Search code examples
pythonpython-polars

How to check if dataframe columns contains any information except NULL/EMPTY and show them in a new column in python polars?


I have a dataframe

pl.DataFrame({'last_name':['Unknown','Mallesham',None,'Bhavik','Unknown'],
              'first_name_or_initial':['U',None,'TRUE','yamulla',None],
              'number':['003123490','012457847','100030303','','0023004648'],
              'date_of_birth':[None,'12/09/1900','12/09/1900','12/09/1900',None]})

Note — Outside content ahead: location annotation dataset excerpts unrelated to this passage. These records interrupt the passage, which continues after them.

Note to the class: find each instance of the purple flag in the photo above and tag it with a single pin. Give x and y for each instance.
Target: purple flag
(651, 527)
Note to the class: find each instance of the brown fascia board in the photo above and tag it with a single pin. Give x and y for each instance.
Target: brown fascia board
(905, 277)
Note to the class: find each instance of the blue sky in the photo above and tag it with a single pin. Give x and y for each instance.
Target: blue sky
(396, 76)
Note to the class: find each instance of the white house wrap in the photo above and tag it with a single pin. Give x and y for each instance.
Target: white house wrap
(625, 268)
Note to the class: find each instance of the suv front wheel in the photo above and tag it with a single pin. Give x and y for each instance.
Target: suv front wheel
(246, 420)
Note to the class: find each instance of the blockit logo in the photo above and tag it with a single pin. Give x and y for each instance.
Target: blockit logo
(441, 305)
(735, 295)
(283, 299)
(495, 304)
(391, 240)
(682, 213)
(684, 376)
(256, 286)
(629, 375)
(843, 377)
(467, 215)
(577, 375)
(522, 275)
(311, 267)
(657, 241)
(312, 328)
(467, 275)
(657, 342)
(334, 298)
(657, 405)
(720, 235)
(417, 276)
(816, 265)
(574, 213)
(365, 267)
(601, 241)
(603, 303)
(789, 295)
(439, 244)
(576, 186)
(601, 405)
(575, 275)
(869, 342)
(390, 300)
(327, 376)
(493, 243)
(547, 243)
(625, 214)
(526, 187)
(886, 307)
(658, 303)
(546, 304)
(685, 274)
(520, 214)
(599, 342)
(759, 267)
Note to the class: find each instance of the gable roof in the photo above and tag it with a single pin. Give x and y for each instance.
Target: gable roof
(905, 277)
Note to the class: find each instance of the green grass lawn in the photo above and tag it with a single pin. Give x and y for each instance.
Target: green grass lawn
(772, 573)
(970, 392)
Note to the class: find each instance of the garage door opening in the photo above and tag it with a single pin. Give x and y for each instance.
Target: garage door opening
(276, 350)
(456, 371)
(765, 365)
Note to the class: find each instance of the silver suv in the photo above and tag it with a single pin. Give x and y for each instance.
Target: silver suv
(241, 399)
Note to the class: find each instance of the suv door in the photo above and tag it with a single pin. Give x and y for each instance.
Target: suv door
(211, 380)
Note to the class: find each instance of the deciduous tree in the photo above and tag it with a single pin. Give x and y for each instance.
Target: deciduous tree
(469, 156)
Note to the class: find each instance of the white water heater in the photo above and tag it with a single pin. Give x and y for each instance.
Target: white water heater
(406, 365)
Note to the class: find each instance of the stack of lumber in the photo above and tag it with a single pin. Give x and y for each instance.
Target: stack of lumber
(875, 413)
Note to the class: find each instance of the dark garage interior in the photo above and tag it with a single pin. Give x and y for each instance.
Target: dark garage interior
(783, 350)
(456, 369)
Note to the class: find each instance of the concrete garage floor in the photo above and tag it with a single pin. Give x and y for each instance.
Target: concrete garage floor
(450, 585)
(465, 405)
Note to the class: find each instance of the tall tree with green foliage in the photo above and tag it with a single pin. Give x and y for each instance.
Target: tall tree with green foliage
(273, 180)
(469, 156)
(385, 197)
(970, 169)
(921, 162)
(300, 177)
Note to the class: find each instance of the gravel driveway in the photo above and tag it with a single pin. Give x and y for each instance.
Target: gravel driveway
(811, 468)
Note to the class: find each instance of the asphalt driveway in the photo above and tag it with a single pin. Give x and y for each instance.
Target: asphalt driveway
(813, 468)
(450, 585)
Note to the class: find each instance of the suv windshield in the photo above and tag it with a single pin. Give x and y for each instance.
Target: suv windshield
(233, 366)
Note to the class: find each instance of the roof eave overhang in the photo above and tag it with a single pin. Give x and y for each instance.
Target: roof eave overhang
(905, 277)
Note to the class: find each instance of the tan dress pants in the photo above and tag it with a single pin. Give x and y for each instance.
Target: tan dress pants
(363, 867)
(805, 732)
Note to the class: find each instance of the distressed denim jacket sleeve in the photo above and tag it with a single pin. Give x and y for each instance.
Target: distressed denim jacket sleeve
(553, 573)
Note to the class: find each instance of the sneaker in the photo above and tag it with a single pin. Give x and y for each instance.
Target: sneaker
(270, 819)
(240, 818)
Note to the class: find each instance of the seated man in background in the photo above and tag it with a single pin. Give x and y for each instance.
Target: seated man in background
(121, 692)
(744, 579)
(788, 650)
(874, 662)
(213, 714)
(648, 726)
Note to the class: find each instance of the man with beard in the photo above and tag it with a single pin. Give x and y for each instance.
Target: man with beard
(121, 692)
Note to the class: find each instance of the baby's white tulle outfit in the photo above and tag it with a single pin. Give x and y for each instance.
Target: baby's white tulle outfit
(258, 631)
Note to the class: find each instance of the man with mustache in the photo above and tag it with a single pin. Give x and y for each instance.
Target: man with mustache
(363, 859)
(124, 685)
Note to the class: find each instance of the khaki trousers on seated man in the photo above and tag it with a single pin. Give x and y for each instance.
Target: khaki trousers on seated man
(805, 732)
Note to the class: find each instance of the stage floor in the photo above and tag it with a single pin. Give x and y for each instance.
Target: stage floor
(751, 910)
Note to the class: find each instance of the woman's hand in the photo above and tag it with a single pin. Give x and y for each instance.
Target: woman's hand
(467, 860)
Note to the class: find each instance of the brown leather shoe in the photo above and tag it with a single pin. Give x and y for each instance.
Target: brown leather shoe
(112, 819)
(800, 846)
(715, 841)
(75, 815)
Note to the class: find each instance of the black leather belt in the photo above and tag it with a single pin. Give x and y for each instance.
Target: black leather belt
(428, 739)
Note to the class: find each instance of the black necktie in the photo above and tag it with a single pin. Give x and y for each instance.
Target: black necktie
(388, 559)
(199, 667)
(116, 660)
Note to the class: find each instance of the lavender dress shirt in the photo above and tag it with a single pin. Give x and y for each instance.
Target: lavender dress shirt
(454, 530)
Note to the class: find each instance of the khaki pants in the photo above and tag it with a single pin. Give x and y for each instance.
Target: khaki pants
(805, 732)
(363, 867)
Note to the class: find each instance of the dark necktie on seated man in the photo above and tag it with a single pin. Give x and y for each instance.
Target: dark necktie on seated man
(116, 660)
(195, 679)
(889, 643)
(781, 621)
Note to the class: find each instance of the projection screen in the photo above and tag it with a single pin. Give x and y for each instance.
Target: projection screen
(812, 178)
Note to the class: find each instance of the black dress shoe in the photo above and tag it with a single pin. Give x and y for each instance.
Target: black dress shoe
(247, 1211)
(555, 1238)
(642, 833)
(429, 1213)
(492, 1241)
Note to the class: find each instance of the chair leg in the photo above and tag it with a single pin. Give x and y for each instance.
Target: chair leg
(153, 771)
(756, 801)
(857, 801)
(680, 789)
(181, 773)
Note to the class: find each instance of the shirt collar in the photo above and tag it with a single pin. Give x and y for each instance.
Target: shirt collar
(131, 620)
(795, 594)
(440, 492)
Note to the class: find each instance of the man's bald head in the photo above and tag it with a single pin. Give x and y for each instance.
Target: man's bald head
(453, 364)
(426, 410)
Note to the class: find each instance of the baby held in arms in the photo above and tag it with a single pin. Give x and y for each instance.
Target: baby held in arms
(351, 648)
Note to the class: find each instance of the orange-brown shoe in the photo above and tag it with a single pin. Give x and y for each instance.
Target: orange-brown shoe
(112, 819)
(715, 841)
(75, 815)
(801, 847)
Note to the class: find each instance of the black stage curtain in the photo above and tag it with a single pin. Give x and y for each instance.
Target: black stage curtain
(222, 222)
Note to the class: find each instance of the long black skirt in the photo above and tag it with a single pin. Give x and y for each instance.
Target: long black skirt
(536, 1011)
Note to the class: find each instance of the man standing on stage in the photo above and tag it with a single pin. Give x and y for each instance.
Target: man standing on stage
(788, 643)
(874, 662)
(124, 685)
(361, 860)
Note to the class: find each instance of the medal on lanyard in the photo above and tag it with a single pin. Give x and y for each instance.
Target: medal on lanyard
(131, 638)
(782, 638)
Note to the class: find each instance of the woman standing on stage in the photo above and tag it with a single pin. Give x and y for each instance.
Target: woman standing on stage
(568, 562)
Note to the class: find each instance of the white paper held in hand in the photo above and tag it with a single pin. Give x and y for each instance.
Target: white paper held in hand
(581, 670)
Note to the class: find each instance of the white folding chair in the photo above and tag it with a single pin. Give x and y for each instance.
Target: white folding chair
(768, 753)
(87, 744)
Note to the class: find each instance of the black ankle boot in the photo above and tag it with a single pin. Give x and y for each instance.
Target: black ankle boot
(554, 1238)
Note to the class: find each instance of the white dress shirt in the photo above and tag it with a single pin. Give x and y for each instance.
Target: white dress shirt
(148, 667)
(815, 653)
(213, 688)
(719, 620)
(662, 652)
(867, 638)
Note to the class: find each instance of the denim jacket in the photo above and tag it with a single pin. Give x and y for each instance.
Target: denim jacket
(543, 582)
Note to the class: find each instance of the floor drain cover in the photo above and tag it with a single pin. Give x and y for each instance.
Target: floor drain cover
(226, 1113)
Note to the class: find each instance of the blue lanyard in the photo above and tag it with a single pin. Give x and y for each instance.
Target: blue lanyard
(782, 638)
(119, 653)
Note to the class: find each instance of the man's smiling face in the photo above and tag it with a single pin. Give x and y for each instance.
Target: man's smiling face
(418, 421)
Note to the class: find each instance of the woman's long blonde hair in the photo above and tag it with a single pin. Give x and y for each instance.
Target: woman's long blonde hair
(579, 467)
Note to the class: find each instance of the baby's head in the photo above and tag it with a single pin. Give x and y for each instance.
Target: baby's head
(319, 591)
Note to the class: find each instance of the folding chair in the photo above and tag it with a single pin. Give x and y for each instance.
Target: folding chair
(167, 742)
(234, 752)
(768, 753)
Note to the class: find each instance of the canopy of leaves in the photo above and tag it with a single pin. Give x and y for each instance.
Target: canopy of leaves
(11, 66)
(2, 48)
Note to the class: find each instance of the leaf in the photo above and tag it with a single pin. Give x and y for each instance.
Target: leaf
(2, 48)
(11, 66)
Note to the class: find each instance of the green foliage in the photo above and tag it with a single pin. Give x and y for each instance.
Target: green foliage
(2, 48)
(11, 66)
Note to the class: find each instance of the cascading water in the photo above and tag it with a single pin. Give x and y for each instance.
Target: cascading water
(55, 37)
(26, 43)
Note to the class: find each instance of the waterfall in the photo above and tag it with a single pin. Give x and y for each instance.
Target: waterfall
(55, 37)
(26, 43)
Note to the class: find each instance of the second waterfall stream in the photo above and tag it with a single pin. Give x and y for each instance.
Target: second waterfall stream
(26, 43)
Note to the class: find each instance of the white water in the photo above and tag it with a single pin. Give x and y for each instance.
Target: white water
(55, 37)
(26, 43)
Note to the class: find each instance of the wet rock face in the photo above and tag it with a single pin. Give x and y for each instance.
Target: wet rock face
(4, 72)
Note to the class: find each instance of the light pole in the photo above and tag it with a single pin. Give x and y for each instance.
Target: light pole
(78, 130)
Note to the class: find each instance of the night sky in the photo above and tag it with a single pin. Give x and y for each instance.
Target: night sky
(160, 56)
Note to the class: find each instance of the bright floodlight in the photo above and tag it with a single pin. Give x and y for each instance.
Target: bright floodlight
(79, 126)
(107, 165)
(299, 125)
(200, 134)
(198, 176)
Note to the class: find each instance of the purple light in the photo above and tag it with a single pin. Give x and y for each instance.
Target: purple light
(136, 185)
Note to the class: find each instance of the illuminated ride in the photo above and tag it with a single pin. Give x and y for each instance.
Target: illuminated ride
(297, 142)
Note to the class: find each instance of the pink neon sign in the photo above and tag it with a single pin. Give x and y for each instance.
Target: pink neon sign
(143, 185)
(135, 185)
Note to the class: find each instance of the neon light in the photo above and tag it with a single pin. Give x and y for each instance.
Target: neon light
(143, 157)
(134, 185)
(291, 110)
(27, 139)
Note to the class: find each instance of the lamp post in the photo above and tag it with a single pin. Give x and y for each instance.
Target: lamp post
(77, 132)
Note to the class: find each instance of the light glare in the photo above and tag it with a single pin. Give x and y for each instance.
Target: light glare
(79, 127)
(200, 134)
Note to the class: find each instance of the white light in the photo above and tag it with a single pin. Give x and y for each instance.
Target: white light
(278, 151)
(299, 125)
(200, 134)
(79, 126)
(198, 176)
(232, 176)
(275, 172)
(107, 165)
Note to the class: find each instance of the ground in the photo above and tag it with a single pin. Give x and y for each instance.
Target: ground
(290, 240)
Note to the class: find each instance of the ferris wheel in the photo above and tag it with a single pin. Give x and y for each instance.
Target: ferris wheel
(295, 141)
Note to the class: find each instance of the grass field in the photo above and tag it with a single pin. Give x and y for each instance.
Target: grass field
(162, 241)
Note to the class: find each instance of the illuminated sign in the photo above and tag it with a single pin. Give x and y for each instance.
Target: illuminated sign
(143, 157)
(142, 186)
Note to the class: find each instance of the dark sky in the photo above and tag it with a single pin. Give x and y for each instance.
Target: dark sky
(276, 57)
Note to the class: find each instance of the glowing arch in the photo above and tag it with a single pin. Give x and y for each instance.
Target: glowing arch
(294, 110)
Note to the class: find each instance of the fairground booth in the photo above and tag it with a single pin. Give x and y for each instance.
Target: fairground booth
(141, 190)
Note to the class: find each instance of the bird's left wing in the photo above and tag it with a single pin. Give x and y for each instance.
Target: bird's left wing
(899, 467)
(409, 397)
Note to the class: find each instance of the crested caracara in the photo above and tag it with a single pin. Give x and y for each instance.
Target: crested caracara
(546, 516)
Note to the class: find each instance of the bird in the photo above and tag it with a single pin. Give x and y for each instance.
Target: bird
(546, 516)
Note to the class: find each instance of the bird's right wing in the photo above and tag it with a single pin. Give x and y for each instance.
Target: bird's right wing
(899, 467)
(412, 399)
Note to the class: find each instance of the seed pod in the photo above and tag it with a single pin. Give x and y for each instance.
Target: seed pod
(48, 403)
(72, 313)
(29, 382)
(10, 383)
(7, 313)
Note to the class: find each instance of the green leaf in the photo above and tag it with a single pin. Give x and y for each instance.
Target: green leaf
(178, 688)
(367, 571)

enter image description here

Here I would like to add a new column which contains the field names that do hold on any information except NULL/EMPTY/NAN.

For example:

first row: it has last,first and number field information, and dob is NULL, hence a new column conso_field is filled in with these field names such as last_name,first_name_or_initial and number. like wise I need to get this done for all the rows.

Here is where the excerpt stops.